Sólo hace falta mirar

En aquel momento, el bueno de Bartolomé, que había visto su intimidad descubierta ante la mirada del Hijo de Dios, y que se había postrado ante aquel hombre a cuyos ojos nada se ocultaba, no tenía la menor idea de a qué se refería Jesús cuando le dijo:

Has de ver cosas mayores. En verdad, en verdad os digo: veréis el cielo abierto y a los ángeles de Dios subir y bajar sobre el Hijo del hombre.

Nosotros, si tenemos fe, vemos cosas mayores.

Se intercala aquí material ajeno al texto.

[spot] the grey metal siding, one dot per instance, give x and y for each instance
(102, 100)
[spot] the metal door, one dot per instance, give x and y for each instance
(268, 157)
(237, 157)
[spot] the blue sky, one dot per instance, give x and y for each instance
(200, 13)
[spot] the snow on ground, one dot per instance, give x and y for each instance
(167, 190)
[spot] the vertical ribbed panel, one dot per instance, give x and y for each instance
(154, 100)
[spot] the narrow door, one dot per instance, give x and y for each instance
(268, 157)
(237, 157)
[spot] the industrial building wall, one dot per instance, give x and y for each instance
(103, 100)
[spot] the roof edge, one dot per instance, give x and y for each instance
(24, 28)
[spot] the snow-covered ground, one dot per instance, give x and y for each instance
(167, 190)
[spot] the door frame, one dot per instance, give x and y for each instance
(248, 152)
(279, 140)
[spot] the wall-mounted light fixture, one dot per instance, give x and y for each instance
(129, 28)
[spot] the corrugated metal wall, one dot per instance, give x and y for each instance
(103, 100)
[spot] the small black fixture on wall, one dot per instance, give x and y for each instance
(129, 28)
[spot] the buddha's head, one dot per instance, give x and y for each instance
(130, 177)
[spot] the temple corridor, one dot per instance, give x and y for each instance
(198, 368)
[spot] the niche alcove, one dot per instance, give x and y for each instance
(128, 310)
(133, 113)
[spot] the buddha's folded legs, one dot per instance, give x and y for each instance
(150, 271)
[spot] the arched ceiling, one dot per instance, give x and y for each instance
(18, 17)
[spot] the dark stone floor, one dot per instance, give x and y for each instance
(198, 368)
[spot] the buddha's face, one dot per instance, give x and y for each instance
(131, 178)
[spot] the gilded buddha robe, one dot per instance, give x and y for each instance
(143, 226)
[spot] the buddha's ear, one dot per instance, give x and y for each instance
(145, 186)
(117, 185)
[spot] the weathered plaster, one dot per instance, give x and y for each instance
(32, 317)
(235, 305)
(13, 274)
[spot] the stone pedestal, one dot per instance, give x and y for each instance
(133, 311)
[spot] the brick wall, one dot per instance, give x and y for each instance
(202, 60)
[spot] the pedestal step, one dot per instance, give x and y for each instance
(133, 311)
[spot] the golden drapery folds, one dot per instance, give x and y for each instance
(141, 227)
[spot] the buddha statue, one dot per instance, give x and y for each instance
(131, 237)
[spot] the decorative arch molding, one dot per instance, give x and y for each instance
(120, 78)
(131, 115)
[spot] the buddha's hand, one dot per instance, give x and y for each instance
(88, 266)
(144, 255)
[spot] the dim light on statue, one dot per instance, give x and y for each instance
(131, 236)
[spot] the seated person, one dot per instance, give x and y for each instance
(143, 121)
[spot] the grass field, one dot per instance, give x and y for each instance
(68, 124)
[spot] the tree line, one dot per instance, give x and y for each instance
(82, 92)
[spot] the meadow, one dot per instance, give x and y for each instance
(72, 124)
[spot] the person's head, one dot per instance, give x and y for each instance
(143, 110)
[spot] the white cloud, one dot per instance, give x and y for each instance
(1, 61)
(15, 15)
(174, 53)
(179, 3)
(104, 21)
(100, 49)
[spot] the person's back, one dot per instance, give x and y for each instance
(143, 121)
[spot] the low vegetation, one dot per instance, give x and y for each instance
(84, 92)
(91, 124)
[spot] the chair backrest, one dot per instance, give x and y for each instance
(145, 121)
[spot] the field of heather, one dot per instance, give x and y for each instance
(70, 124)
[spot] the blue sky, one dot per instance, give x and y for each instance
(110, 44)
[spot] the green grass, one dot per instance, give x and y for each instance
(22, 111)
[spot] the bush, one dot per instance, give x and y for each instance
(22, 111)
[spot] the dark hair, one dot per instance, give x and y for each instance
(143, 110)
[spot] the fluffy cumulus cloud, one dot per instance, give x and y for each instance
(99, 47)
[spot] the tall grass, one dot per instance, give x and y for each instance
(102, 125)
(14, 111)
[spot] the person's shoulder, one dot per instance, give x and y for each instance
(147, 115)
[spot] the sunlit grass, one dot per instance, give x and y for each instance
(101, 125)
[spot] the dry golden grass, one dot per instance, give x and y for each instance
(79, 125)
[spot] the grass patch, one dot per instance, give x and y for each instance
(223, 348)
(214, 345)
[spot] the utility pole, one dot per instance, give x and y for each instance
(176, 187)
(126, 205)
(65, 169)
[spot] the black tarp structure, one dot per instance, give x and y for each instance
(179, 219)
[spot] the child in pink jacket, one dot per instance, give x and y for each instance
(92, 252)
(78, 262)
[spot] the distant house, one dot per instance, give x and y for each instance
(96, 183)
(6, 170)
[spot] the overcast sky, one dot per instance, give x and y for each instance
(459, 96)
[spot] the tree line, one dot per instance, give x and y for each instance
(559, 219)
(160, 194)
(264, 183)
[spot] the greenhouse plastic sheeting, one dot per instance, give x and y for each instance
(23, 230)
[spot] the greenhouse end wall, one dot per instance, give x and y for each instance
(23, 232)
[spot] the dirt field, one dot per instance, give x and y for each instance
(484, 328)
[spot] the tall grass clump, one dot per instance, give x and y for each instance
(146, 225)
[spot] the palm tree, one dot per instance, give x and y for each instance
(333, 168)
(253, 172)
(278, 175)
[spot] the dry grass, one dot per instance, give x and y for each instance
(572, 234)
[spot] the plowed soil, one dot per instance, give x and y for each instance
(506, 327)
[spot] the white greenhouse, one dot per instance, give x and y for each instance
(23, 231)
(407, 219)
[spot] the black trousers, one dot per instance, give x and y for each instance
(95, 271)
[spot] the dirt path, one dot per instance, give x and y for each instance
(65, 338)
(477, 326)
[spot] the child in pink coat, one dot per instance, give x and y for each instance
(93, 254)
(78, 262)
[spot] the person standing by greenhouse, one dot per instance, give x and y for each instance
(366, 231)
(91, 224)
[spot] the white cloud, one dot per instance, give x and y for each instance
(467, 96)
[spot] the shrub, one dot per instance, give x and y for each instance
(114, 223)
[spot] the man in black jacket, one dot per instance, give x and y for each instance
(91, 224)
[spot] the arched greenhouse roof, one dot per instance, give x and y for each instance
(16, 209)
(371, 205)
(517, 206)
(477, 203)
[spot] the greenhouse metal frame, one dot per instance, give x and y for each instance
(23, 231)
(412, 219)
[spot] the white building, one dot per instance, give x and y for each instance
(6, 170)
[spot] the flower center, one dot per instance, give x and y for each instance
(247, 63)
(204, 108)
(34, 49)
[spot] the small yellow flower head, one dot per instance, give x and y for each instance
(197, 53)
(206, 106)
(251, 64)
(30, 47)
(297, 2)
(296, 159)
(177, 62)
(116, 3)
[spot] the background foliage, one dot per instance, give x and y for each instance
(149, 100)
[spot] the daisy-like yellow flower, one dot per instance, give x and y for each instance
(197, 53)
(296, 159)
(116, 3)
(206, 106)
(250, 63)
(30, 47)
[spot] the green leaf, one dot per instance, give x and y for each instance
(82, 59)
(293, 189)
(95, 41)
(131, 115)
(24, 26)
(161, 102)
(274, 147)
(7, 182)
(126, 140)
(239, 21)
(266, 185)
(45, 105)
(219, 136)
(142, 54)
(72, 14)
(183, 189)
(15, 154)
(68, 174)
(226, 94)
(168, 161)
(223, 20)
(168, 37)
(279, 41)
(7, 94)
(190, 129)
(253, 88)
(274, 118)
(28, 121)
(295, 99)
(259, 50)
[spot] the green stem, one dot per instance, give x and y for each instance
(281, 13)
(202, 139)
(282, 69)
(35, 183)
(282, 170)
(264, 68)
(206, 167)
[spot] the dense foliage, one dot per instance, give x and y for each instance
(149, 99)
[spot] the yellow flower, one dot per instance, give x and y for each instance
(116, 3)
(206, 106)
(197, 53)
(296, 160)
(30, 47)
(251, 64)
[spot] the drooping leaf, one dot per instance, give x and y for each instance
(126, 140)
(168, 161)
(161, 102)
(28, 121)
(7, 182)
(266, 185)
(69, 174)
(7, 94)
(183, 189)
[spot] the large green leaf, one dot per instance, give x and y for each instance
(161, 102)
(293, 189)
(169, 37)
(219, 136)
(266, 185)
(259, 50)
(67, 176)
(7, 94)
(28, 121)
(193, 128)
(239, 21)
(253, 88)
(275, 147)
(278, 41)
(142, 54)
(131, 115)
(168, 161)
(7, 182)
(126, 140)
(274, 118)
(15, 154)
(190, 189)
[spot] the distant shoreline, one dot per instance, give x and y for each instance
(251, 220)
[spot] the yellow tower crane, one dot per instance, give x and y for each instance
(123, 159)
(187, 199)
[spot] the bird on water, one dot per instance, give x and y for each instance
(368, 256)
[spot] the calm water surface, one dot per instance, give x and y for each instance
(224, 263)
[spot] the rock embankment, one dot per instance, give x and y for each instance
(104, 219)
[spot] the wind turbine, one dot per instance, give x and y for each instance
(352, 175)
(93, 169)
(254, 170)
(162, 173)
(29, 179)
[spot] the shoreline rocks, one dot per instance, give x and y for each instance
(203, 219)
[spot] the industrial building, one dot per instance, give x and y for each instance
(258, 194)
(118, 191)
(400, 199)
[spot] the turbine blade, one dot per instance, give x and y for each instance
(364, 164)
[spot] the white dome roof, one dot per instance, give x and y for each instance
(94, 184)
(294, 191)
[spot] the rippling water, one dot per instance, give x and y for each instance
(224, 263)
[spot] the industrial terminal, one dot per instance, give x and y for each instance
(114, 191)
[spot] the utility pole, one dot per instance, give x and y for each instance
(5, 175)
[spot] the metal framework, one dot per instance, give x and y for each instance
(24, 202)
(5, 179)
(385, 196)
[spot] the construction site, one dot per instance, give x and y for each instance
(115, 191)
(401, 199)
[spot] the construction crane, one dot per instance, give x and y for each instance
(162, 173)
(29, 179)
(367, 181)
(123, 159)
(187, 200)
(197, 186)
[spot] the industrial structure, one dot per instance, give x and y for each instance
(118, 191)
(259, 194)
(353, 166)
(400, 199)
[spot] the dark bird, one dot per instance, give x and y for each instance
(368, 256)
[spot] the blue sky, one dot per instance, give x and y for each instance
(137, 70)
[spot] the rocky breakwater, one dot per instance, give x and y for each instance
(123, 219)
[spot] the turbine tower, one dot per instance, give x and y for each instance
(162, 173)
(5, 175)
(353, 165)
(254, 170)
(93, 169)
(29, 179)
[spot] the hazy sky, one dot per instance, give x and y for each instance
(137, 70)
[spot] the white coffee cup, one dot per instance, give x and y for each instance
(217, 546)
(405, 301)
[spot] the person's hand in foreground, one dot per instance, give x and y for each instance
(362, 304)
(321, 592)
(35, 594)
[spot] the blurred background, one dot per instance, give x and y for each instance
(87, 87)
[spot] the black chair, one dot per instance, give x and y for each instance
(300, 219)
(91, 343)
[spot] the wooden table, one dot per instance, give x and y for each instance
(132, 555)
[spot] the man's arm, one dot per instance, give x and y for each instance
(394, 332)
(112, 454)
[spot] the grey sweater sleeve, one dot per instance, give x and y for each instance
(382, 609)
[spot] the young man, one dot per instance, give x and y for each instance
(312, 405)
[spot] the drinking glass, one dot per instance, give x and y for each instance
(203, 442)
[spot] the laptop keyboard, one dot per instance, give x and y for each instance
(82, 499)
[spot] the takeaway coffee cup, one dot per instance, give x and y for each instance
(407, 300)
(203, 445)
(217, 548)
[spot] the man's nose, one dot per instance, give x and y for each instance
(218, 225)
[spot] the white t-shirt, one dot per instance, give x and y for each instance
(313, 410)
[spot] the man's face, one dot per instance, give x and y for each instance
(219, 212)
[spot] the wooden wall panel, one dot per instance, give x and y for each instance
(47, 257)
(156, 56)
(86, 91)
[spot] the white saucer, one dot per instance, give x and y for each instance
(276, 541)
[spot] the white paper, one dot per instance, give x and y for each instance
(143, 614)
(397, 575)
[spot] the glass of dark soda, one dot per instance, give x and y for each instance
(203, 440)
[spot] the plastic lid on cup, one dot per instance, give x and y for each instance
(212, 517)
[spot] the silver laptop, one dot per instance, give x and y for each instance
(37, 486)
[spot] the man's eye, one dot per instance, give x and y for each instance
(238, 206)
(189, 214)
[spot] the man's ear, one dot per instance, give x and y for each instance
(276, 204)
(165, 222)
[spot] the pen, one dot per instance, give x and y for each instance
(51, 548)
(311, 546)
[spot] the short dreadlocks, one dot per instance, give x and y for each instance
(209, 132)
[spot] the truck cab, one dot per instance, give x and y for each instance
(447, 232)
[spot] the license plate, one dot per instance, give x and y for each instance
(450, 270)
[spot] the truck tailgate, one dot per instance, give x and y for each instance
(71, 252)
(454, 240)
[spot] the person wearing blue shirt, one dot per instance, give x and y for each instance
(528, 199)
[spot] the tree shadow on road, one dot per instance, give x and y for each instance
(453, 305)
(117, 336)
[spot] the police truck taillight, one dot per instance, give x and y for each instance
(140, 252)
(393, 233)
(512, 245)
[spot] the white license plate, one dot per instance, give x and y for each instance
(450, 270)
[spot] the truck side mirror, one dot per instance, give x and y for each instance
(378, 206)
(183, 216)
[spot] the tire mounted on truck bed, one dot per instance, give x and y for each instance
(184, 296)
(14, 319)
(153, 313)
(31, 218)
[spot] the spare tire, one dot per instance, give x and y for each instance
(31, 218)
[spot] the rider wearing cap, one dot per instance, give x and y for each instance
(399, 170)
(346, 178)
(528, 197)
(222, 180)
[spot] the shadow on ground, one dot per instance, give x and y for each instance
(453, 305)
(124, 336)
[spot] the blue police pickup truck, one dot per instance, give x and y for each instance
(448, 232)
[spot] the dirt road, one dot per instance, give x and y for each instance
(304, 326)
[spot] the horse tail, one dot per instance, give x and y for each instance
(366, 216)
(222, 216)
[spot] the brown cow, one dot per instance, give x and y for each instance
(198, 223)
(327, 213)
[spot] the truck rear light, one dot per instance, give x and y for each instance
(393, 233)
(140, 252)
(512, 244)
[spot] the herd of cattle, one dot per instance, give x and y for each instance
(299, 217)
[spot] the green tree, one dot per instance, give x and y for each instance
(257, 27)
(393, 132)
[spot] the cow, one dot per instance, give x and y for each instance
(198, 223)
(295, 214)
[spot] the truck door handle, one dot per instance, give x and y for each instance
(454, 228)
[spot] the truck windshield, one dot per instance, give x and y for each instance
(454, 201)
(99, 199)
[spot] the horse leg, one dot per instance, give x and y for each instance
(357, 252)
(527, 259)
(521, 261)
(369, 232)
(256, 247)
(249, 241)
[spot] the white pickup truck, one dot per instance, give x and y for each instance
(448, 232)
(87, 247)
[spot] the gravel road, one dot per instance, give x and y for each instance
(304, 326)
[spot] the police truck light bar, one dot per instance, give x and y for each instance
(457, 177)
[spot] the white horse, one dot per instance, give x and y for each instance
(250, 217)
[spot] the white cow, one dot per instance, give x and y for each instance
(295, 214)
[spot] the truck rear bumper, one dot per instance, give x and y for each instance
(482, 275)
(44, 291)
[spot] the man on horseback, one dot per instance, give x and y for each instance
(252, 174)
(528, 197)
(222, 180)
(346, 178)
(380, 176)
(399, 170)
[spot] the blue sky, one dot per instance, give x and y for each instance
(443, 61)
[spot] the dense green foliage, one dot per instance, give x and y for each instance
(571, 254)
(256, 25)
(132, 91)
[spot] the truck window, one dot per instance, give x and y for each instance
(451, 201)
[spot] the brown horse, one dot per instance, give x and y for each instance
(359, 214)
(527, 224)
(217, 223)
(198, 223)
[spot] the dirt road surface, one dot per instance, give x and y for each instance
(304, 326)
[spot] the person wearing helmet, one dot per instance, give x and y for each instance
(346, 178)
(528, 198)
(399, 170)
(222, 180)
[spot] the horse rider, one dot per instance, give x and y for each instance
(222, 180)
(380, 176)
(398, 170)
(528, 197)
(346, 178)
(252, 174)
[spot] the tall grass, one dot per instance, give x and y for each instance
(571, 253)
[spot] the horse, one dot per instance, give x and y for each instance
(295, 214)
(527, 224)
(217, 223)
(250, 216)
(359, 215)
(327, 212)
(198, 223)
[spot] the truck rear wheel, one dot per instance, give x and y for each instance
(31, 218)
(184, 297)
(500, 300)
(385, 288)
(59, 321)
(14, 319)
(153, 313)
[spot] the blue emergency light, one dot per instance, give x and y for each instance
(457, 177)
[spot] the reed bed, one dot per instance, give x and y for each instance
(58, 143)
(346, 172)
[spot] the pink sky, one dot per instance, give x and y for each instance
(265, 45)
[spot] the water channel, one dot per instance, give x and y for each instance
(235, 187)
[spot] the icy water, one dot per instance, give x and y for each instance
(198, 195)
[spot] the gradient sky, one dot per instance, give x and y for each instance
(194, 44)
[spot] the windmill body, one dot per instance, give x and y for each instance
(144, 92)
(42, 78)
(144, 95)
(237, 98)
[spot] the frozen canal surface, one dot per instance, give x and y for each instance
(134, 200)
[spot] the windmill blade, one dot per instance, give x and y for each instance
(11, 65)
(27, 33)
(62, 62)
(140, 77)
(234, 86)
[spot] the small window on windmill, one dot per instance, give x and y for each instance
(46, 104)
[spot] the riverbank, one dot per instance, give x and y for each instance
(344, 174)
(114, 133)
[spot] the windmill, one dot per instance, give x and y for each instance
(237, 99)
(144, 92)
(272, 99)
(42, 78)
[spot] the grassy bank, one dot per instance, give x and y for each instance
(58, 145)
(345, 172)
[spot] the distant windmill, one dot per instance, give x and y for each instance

También, como Bartolomé, nos sabemos mirados por Cristo en lo más profundo de nuestras almas. Pero, además de eso, nosotros tenemos el Crucifijo.

A través del costado del Señor, traspasado por la lanza, vemos el cielo abierto de par en par; sólo hace falta mirar. Y, si seguimos mirando a través de esa sagrada ventana, vemos a la Virgen santísima, como trono de innumerables ángeles. Y, si no dejamos de mirar, vemos a esos mismos ángeles subir y bajar sobre el Crucifijo, como lo hacían sobre la escalera que Jacob soñó mientras dormía con su cabeza apoyada en una piedra.

Ya lo ves… Bueno, ojalá lo veas, porque, realmente, son cosas mayores. Sólo hace falta mirar.